これぞ戦跡の有効活用だ... 温泉への通路に「防空壕」を使っている旅館が、静岡にあるらしい
静岡県のとある旅館には、非常に珍しい温泉があるらしい。一体、どう珍しいのか。
その温泉が、こちらだ。
防空壕......?(以下、画像は葉葉波@hahaha3さん提供)
看板に書かれているのは、
「防空壕五右衛門風呂」
という文字。「防空壕」と「五右衛門風呂」という、何やら聞きなれない組み合わせの名前をしたこちらの温泉が、ツイッターで注目を集めている。
この旅館すごいな......大戦時に作られた陸軍の防空壕が温泉までの通路に使われてる...次伊東来たときここに泊まろう pic.twitter.com/DXhuhiA99R
— 葉葉波 新刊メロン委託中 (@hahaha3) November 7, 2020
話題になっているのは、2020年11月7日、ツイッターユーザーの葉葉波(@hahaha3)さんの投稿だ。
なんと、温泉までの通路に、第二次世界大戦時に実際に日本の陸軍が使用していたという防空壕を使っているというのだ。温泉があるのは、静岡県伊東市の旅館「大東館」。写真は、7日に葉葉波さんが同旅館に立ち寄った時に撮影したものだという。
この投稿にツイッター上では、
「これぞ軍事施設の平和利用だな」
「防空壕が温泉への通路になっているなんてある意味戦跡の有効活用だからいいなぁ」
「旅館に泊まりながら戦跡探訪もできるなんて凄い。ぜひ泊りに行かなければ」
といった声が寄せられている。
また、同じ旅館に宿泊したと思われるユーザーからは、
「夜中に行くとちょっとホラー感あって良かった」
という感想もあった。
会議室や貯蔵庫として使われていた
防空壕の中にある温泉とは、たしかに珍しい。Jタウンネット編集部は11月10日、大東館に取材し詳しい話を聞いた。取材に応じたフロントスタッフの伊藤晴美さんはこの防空壕について、
「第二次世界大戦時に、日本陸軍の部隊が実際に会議室や物資の貯蔵庫として使っていたとされています」
と説明した。また、大東館の公式サイトでは防空壕について、
「第2次世界大戦が終盤を迎えていた昭和18年頃、陸軍第22工兵部隊(暁部隊三中隊)が敵の空襲や上陸に備えて、国民の避難をはじめ、弾薬や物資の貯蔵を目的に、熱海市網代から伊東市内に約30ヶ所掘られたうちの1つであります。

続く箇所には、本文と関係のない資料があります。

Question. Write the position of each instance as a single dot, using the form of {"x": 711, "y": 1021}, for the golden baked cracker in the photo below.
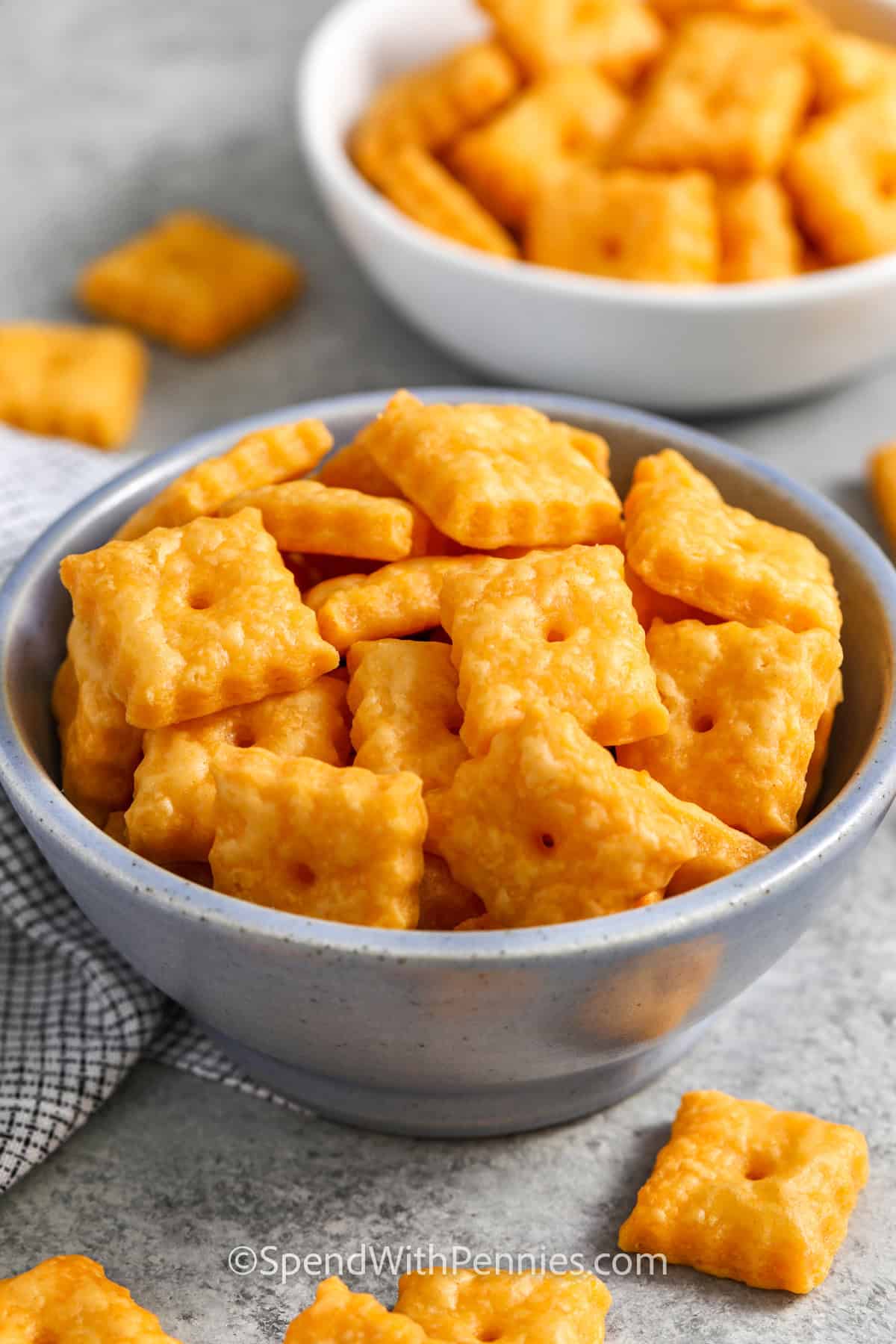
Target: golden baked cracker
{"x": 743, "y": 705}
{"x": 316, "y": 839}
{"x": 748, "y": 1192}
{"x": 414, "y": 181}
{"x": 352, "y": 468}
{"x": 193, "y": 620}
{"x": 684, "y": 541}
{"x": 492, "y": 476}
{"x": 433, "y": 107}
{"x": 729, "y": 96}
{"x": 69, "y": 1300}
{"x": 629, "y": 225}
{"x": 444, "y": 902}
{"x": 396, "y": 600}
{"x": 847, "y": 66}
{"x": 329, "y": 520}
{"x": 551, "y": 631}
{"x": 100, "y": 749}
{"x": 75, "y": 382}
{"x": 403, "y": 698}
{"x": 465, "y": 1305}
{"x": 337, "y": 1316}
{"x": 172, "y": 818}
{"x": 567, "y": 116}
{"x": 818, "y": 759}
{"x": 759, "y": 238}
{"x": 618, "y": 37}
{"x": 191, "y": 282}
{"x": 882, "y": 479}
{"x": 547, "y": 827}
{"x": 264, "y": 457}
{"x": 841, "y": 175}
{"x": 649, "y": 605}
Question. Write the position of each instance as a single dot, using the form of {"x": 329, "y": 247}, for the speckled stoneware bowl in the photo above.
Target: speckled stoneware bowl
{"x": 449, "y": 1034}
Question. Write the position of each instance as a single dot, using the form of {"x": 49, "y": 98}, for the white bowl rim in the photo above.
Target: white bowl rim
{"x": 860, "y": 803}
{"x": 809, "y": 290}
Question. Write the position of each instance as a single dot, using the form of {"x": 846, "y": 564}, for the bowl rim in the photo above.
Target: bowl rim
{"x": 43, "y": 808}
{"x": 334, "y": 166}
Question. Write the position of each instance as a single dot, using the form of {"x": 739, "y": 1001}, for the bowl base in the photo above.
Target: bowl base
{"x": 504, "y": 1109}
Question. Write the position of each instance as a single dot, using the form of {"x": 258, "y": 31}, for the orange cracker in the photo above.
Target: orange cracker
{"x": 75, "y": 382}
{"x": 684, "y": 541}
{"x": 193, "y": 620}
{"x": 841, "y": 175}
{"x": 759, "y": 240}
{"x": 743, "y": 705}
{"x": 551, "y": 631}
{"x": 547, "y": 827}
{"x": 328, "y": 520}
{"x": 492, "y": 476}
{"x": 264, "y": 457}
{"x": 422, "y": 188}
{"x": 433, "y": 107}
{"x": 567, "y": 116}
{"x": 191, "y": 281}
{"x": 403, "y": 697}
{"x": 748, "y": 1192}
{"x": 337, "y": 1316}
{"x": 618, "y": 37}
{"x": 465, "y": 1305}
{"x": 172, "y": 818}
{"x": 729, "y": 96}
{"x": 396, "y": 600}
{"x": 69, "y": 1300}
{"x": 316, "y": 839}
{"x": 629, "y": 225}
{"x": 444, "y": 902}
{"x": 100, "y": 749}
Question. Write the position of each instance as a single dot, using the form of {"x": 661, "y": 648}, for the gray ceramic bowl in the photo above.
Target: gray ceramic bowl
{"x": 449, "y": 1034}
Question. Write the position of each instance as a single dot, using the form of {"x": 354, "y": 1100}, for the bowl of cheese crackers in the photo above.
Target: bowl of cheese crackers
{"x": 673, "y": 203}
{"x": 450, "y": 756}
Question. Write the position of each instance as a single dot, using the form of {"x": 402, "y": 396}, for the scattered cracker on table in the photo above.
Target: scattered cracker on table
{"x": 100, "y": 749}
{"x": 556, "y": 631}
{"x": 748, "y": 1192}
{"x": 430, "y": 108}
{"x": 172, "y": 816}
{"x": 69, "y": 1298}
{"x": 684, "y": 541}
{"x": 196, "y": 618}
{"x": 567, "y": 116}
{"x": 331, "y": 520}
{"x": 620, "y": 37}
{"x": 492, "y": 476}
{"x": 629, "y": 225}
{"x": 264, "y": 457}
{"x": 316, "y": 839}
{"x": 841, "y": 174}
{"x": 464, "y": 1305}
{"x": 74, "y": 382}
{"x": 547, "y": 827}
{"x": 191, "y": 281}
{"x": 406, "y": 714}
{"x": 744, "y": 703}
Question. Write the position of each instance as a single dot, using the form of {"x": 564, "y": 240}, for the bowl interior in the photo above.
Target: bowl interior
{"x": 38, "y": 608}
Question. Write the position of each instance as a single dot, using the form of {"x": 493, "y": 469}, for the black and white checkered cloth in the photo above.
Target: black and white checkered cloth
{"x": 74, "y": 1016}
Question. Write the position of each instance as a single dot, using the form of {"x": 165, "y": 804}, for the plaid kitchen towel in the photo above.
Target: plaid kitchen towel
{"x": 74, "y": 1016}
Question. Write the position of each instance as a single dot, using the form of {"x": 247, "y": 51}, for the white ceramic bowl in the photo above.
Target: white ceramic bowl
{"x": 672, "y": 347}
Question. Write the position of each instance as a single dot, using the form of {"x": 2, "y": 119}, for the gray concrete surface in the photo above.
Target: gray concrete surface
{"x": 111, "y": 114}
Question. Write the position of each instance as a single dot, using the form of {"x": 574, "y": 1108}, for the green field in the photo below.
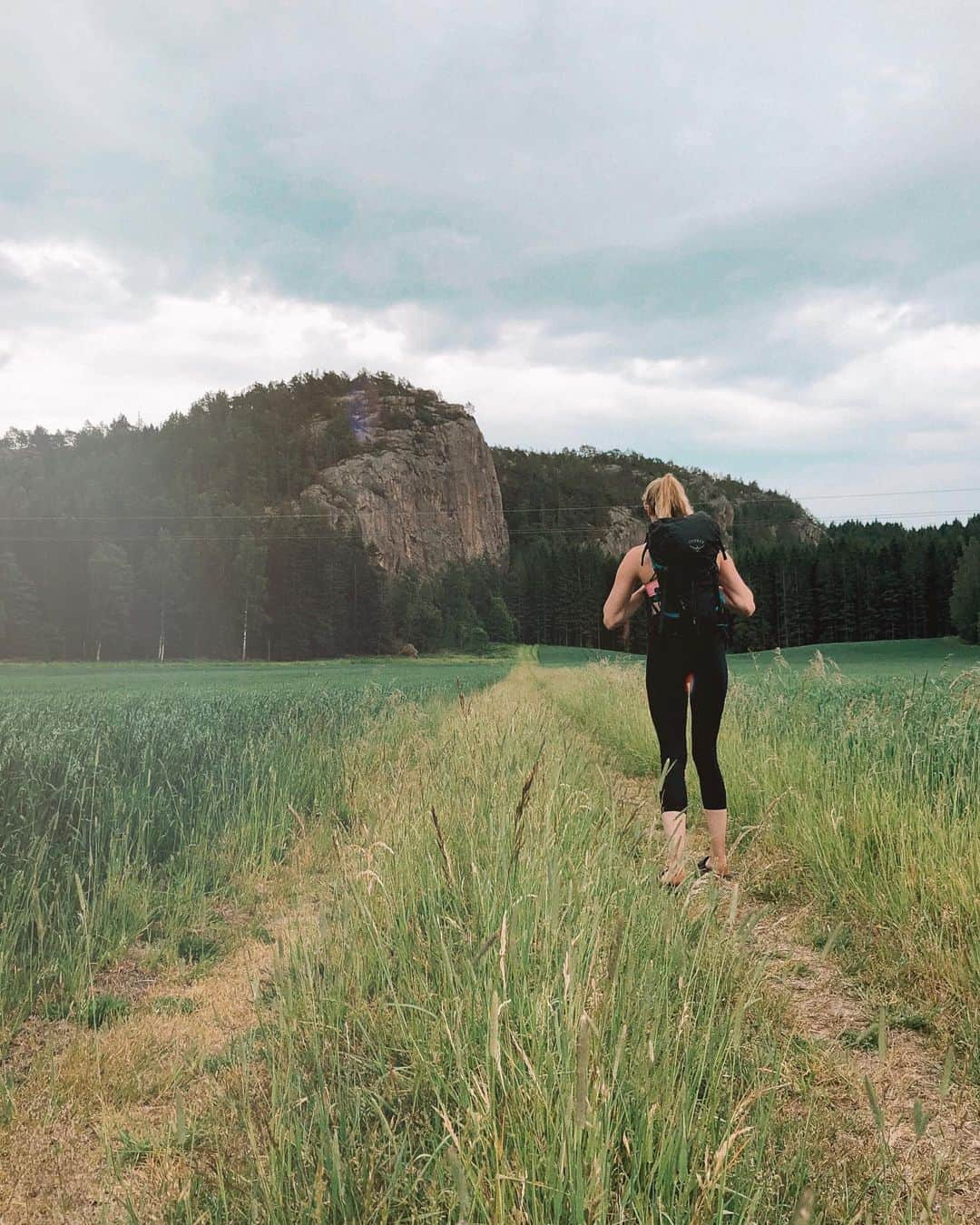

総延長は300メートルあり、八方に出入口が設けられて、一部にはコンクリートで固められた通路と会議のできる部屋もあり、本部機能をもった防空壕とされております。現在の部分は入り口の一部にあたります」
と記載されていた。
本物の防空壕だった
神秘的な雰囲気が漂う
それにしても、どうして防空壕が温泉までの通路になっているのだろうか?
伊藤さんは「防空壕五右衛門風呂」ができた経緯について、
「3年ほど前に旅館のオーナーが変わってしまい、資料もあまり残っていないため詳しい年月日などは不明ですが、以前に大東館の新館を建てる際にこの防空壕が発見され、当時のスタッフがそのまま温泉までの通路として活用することを決めたようです」
と話した。
かつて使われた戦跡を見物しながら、温かい温泉で疲れを癒す。温泉好きの人にとっても歴史好きの人にとっても、「防空壕五右衛門風呂」は恰好の観光スポットになるのではないだろうか。